Para el dirigente sindical, “los bananeros estamos peor que antes”, y al justificar planteó: “En el pasado reciente las mentiras fueron formuladas por teléfono, ocasionales declaraciones periodísticas, y promesas electorales, ahora se produjo directamente mirándonos al rostro, en las cuatro reuniones que mantuvimos con funcionarios y técnicos del Ministerio de Agroindustria, en los últimos cuatro meses”.

“Luego de tantos años de reclamos, ampliamente argumentados, defendidos con coherencia y avalados con cifras estadísticas y documentos gráficos irrefutables, creemos que existe una decisión política para eliminar a la banana argentina como producción genuina. En el corazón de las decisiones oficiales, los funcionarios designados para proteger y estimular a la producción nacional, al igual que sus antepasados, incluyendo a sus colegas formoseños, siguen sin reparar en los costos sociales y económicos que la conducta generará en las casi 600 familias que viven de este cultivo en la provincia. La política sigue siendo de alta preferencia por la fruta extranjera, a pesar de que los costos y la calidad son netamente desfavorables, tanto para quien los paga como para los consumidores”, planteó, con crudeza.

“En la actualidad el productor recibe entre $1 y $1,50 por cada kilo, con lo que no se cubre el costo de producción, una conducta que se viene repitiendo inexorablemente en los últimos años, exclusivamente por la ausencia oficial”, marcó.

“La producción bananera argentina está atravesando un momento de crisis, pero, también se trata de un reclamo histórico, en principio, porque entre el 80 y 90% del consumo local es abastecido por el ingreso de bananas de otros países, como Ecuador, Brasil, Paraguay y Bolivia. Y además, porque en el último año creció un 15% el volumen importado”, añadió, para ampliar la realidad comercial.

“Si el Estado decide comprar la producción local, en lugar de la foránea, para abastecer a los comedores escolares, barriales y/o comunitarios, como viene haciéndolo, todo podría resolverse”, apreció. “La falta de sentido común, conciencia nacional y, sobre todo, honestidad intelectual, están llevando a la desaparición a la fruta que más se consume en la Argentina”, remarcó.

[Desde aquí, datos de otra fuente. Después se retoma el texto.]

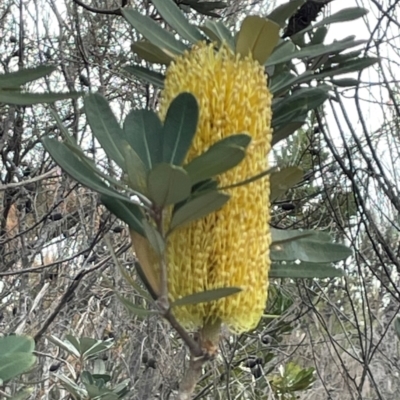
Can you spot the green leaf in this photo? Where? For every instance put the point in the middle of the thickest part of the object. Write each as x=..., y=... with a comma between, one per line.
x=218, y=32
x=76, y=392
x=179, y=128
x=105, y=127
x=219, y=158
x=257, y=36
x=16, y=356
x=65, y=345
x=126, y=211
x=285, y=131
x=397, y=327
x=153, y=32
x=152, y=77
x=27, y=99
x=313, y=51
x=308, y=250
x=281, y=181
x=175, y=18
x=168, y=184
x=14, y=364
x=283, y=12
x=143, y=132
x=254, y=178
x=77, y=169
x=304, y=270
x=154, y=238
x=16, y=344
x=134, y=309
x=198, y=207
x=151, y=53
x=206, y=296
x=285, y=49
x=319, y=35
x=14, y=80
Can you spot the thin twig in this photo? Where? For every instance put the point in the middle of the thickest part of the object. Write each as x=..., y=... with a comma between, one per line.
x=46, y=175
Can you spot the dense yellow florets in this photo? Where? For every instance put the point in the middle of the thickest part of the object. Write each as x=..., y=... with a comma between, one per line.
x=229, y=247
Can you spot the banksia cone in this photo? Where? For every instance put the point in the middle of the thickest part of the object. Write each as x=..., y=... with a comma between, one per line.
x=229, y=247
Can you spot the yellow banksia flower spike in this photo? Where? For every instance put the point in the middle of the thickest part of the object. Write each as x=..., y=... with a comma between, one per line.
x=229, y=247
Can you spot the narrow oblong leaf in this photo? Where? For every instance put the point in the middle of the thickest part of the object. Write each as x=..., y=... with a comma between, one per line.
x=198, y=207
x=143, y=132
x=77, y=169
x=16, y=344
x=126, y=211
x=151, y=53
x=27, y=99
x=105, y=127
x=168, y=184
x=218, y=32
x=304, y=270
x=281, y=181
x=174, y=17
x=316, y=50
x=283, y=12
x=153, y=32
x=147, y=75
x=257, y=36
x=15, y=364
x=179, y=128
x=397, y=327
x=219, y=158
x=309, y=251
x=65, y=345
x=147, y=265
x=135, y=169
x=207, y=7
x=13, y=80
x=206, y=296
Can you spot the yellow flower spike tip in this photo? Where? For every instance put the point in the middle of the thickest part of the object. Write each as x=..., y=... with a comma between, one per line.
x=229, y=247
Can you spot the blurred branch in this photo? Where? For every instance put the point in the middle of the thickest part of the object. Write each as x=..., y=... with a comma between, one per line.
x=115, y=11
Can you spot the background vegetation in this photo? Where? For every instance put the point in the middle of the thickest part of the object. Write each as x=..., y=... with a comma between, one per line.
x=53, y=257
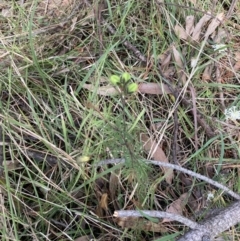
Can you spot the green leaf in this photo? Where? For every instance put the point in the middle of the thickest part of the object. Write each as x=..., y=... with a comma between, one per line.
x=126, y=76
x=132, y=87
x=115, y=79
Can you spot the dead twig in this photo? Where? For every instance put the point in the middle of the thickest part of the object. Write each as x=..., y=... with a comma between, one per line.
x=156, y=214
x=178, y=168
x=215, y=225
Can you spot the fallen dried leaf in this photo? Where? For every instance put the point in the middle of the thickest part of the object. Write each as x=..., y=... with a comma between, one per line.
x=198, y=28
x=180, y=31
x=180, y=66
x=189, y=24
x=104, y=201
x=84, y=238
x=140, y=224
x=214, y=24
x=158, y=154
x=207, y=73
x=176, y=206
x=153, y=89
x=107, y=90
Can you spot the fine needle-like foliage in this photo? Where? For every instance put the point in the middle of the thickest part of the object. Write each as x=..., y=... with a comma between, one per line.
x=85, y=82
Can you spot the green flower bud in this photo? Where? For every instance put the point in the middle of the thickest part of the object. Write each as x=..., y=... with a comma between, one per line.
x=114, y=79
x=132, y=87
x=126, y=76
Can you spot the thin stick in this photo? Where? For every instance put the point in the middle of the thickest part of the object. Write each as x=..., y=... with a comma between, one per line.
x=178, y=168
x=157, y=214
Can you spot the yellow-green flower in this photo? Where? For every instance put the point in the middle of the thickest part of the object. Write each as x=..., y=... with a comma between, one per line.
x=126, y=76
x=115, y=79
x=132, y=87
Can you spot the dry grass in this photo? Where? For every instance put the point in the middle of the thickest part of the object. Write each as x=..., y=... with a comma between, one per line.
x=55, y=58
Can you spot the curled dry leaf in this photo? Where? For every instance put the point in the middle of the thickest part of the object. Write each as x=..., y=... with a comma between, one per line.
x=207, y=73
x=107, y=90
x=153, y=89
x=104, y=201
x=180, y=31
x=214, y=24
x=180, y=65
x=198, y=28
x=177, y=206
x=189, y=24
x=140, y=224
x=158, y=154
x=84, y=238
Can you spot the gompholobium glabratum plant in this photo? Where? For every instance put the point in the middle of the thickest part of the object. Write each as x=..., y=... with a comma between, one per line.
x=137, y=170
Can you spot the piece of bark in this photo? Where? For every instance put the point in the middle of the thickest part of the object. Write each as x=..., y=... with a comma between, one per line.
x=215, y=225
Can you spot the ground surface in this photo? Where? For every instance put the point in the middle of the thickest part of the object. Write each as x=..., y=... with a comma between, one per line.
x=60, y=116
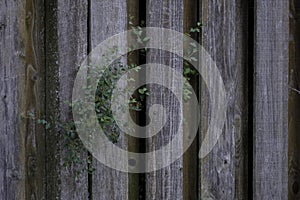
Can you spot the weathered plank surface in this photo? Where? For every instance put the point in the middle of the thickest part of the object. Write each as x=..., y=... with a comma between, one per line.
x=294, y=101
x=166, y=183
x=108, y=17
x=12, y=79
x=66, y=47
x=135, y=186
x=190, y=158
x=34, y=100
x=271, y=100
x=224, y=170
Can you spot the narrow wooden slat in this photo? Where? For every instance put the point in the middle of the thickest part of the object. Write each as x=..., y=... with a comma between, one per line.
x=72, y=47
x=270, y=166
x=224, y=170
x=12, y=79
x=166, y=183
x=134, y=179
x=34, y=100
x=294, y=101
x=190, y=158
x=66, y=47
x=108, y=17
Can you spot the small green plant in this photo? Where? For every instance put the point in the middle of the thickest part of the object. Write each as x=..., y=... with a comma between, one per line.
x=72, y=143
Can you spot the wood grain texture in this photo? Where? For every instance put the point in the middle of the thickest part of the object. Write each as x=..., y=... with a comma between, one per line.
x=270, y=166
x=72, y=47
x=12, y=103
x=190, y=157
x=135, y=187
x=224, y=170
x=108, y=17
x=66, y=47
x=294, y=101
x=166, y=183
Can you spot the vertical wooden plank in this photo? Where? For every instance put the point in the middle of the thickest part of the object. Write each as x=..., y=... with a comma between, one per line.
x=166, y=183
x=271, y=100
x=66, y=47
x=134, y=179
x=72, y=48
x=34, y=100
x=190, y=157
x=294, y=101
x=12, y=79
x=224, y=170
x=108, y=17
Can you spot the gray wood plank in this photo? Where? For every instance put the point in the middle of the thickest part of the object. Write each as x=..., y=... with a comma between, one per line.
x=166, y=183
x=66, y=47
x=294, y=101
x=224, y=170
x=12, y=78
x=270, y=166
x=190, y=158
x=108, y=17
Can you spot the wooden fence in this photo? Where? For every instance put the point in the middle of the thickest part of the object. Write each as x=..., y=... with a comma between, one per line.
x=256, y=45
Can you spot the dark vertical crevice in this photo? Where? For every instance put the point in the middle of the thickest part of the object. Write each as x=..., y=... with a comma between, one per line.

“La ausencia del gobierno provincial también es notoria; sus funcionarios parecen creer que todo su compromiso para el aporte irregular de fertilizantes, mientras jamás dio muestras concretas para resolver la cuestión más acuciante de todo el proceso: la comercialización”, advirtió.

“No somos virtuosos de las palabras, si de los hechos, y la coherencia en el proceder. Con la piel marcada por el inclemente sol tropical, y los rostros arrugados por las angustias que construye el desamparo, sólo hallamos refugio en nuestras familias y la infinita paciencia del hombre del interior. Pero todo tiene su fin, y detrás del último muro hay otra vida, una que puede sorprender, y cuyas consecuencias nadie puede conjeturar ni detener. Somos tan argentinos, como cada uno de los 44 millones, y nuestros hijos no merecen padecer todo lo que sufrieron sus padres”, enfatizó.